While most of the month of August 2008 was spent planning, preparing and administering the 2008 Genea-Blogger Games (along with the help of my able "do-ers" Miriam Midkiff Robbins and Kathryn Doyle), the days and weeks did fly by quickly. And now that it is over, I wanted to offer up this summary opinion of what those games meant to me and possibly the greater family history and genealogy community.
While this seems the most obvious area from which all participants benenfitted, it is even more important than you might think. I've heard from several people that they never learned the proper way to perform certain tasks such as scanning or citing sources. And for those that have learned how to perform those tasks, many found new and more efficient ways of getting the job done. And, with all our posting and communication on the "how to" aspect of these tasks, as a group we've begun to build a set of "best practices" for genea-bloggers.
I know for me, participating in all the events has honed and sharpened my focus with my own genealogy research. While working on each task within an event, I was able to see the weaknesses in terms of my skills and my research. Now I can go back and tend to those areas that need improvement such as organizing my research and backing up data.
The presence of the GB Games both in the blogosphere and on Facebook, allowed those spectators new to either genealogy, blogging, and/or social networking to witness the types of skills needed to be a genea-blogger. The events also highlighted the fact that genealogy is not all boring dates and names, research and data entry. Genea-blogging offers many ways to get involved with like-minded people, share information, find cousins, discuss issues and more. Given some recent criticism about "stay at home" genealogists, I think it was important to show our community that one does not have to remain isolated by being a genea-blogger.
The inception of the first Genea-Blogger Games has come at a time with the creation of the Genea-Blogger Group on Facebook.
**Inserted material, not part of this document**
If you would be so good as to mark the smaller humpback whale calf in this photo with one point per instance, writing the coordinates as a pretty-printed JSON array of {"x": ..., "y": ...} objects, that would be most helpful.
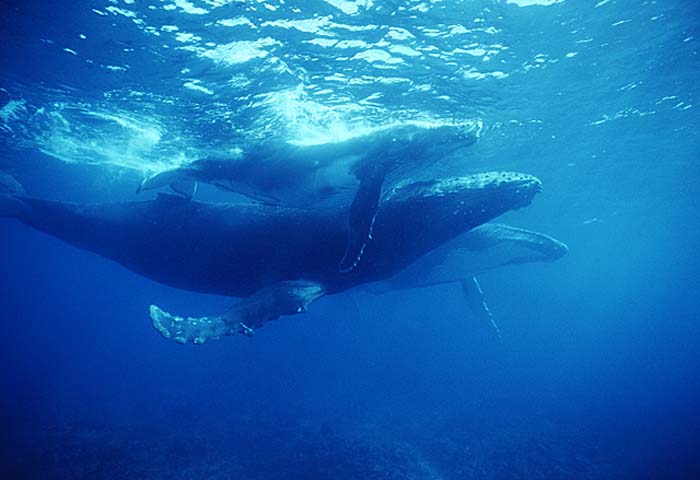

As the group rapidly adds members, we've seen the steady but strong building of an on-line community that has the potential to accomplish great things, both on-line and in-person.
To that end, many have been asking for other methods of connecting, including web conferencing, webcasts and even attending a conference in the flesh! Several die-hard genea-bloggers have begun to discuss the formation of a formal genea-bloggers society and all the benefits and responsibilities that go along with it. Look for more information in the coming weeks and months!
I've been involved in way too many groups, both real world and virtual, in which egos get involved, there is constant crisis, and many participants leave to lick their wounds. In the past year of involvement with the genea-blogger community, I've yet to encounter a situation in which someone was miffed, or angry or felt the need to lash out. That isn't to say that we aren't human and that it can't happen. Perhaps because many of us are researching families and ancestors who may have kept secrets, betrayed each other, caused great hurt to others - perhaps that is why we are a bit more sensitive to those possible problems and we are proactive about them. For me, in the genea-blogger community I am able to interact with people of different faiths, political views, opinions of issues and yet still understand that there is a base need to connect and try to find common ground to do so.